Reusable shopping bags (wicker or string) were the norm, as plastic bags had to be paid for.
The anticipation of having seasonal treats like strawberries for a few weeks a year and the annual trip,to a "pick your own" place to get pounds of fruit for jam making which was another great thing that seems to have disappeared. Loved getting the "scum" (aka froth) from the jam pan as a treat.
Knitted clothes were the norm. Old jumpers were unpicked and unravelled so you sat there with a hank of wool round your hands as mum rewound it into a ball.

Lweji · 13/06/2015 07:45

Reusable shopping bags (wicker or string) were the norm, as plastic bags had to be paid for.
Not much change there, then? Wink

My 10 year old DS still asks permission to turn the tv on or play his games on it, unless he wakes up before me, for which he has specific permission to go ahead. :)

He gets pocket money for doing a household chore and bought me dinner last mother's day.
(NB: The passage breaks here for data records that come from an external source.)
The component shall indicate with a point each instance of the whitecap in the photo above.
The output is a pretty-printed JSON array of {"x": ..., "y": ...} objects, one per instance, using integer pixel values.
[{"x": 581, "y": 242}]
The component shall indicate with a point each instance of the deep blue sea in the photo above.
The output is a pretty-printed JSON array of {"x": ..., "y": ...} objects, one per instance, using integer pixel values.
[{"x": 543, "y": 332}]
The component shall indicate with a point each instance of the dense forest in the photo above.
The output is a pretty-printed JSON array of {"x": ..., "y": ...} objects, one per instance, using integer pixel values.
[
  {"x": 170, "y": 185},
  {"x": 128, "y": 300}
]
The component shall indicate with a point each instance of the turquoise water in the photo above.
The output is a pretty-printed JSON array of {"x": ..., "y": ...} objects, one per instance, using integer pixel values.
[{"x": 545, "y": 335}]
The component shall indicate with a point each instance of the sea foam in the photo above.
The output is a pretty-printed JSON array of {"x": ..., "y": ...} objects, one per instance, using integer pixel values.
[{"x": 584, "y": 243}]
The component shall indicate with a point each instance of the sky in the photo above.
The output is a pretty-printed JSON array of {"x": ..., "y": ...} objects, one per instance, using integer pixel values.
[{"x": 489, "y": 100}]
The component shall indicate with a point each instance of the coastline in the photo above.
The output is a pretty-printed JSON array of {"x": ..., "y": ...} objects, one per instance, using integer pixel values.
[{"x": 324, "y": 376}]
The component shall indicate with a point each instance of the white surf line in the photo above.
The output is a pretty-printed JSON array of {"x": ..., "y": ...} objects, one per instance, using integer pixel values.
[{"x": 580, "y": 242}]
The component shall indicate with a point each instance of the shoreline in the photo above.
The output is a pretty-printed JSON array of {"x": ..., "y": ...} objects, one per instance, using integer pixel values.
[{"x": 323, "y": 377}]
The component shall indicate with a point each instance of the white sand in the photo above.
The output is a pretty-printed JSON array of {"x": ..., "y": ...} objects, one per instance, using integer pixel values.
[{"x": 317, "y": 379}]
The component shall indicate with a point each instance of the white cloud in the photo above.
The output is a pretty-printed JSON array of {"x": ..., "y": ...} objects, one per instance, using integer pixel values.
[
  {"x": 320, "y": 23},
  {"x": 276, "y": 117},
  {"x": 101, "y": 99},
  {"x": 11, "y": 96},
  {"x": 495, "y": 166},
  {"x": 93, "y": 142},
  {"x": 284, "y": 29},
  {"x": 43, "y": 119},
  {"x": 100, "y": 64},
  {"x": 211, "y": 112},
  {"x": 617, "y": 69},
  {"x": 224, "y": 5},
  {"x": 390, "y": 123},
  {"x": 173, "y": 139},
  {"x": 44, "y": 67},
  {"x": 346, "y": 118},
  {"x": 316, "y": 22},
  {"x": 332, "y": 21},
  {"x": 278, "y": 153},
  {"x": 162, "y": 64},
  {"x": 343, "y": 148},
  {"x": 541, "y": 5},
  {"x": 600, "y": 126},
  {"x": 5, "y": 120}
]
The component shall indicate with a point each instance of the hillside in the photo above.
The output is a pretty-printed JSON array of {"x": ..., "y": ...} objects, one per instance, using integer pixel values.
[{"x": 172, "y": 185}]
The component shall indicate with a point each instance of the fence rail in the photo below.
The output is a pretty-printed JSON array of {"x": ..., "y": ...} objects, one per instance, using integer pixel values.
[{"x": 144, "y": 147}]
LarrytheCucumber · 13/06/2015 08:48

What's wrong with beards?

emummy · 13/06/2015 09:47

This might give you all some hope - I was out on a primary school trip to the woods last week and they climbed trees! They had to tell an adult they were doing it but I spent a happy half hour boosting them up into trees and lifting them down while the teacher took photos. It was great!

Trisagion · 13/06/2015 18:01

I'm really old and I hate: people finding themselves - as in 'she found herself a single parent' or 'he found himself in South America' or 'he found himself unemployed'.

And I get very irritated by people who say something stupid and follow it with 'Please respect my space'.